Computational cost: Extracting deep features for every detection can be slow on large videos or with many objects

Conclusion

DeepSORT is a robust and widely used algorithm for multi-object tracking. By combining motion prediction and deep learning-based appearance features, it handles complex tracking scenarios better than traditional methods.

However, its performance depends on the quality of object detection and the distinctiveness of object appearances.
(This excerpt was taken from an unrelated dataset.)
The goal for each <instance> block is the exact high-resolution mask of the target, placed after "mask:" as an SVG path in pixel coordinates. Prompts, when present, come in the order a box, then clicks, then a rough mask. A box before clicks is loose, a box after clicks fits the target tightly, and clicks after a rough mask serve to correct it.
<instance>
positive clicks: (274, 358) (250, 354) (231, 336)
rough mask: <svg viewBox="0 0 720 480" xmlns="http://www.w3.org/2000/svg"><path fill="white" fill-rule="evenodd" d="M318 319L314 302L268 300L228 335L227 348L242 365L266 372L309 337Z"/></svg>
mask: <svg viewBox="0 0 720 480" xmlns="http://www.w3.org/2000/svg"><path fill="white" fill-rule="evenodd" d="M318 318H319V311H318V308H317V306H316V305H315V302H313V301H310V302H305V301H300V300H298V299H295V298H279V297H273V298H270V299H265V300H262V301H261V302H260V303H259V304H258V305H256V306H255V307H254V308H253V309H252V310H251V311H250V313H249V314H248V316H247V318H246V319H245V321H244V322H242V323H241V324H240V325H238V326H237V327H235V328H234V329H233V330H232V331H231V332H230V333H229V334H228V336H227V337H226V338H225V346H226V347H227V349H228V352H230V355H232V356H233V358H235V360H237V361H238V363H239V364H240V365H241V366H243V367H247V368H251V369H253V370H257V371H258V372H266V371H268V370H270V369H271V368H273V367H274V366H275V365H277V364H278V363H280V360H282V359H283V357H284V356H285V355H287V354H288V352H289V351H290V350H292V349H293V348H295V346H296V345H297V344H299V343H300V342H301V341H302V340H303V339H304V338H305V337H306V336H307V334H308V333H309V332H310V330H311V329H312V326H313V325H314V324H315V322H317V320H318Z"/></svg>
With open-source implementations and active community support, DeepSORT is a great choice for real-time object tracking tasks.

FAQs

What's needed to implement DeepSORT?

You'll need Python, an object detector (like YOLO), and libraries such as OpenCV, NumPy, and a DeepSORT implementation (e.g., from GitHub). Pre-trained appearance models are essential for feature extraction.

How do I test DeepSORT’s performance?

Use MOT metrics like MOTA (Multi-Object Tracking Accuracy) and IDF1. Tools like PyMotMetrics evaluate tracking consistency, occlusion handling, and ID switches on benchmark videos.

Can DeepSORT run in real-time?

Yes, but speed depends on hardware and detector choice. With a lightweight detector (YOLOv5 Nano) and GPU acceleration, it achieves 20-30 FPS. Optimize by reducing input resolution or filtering object classes.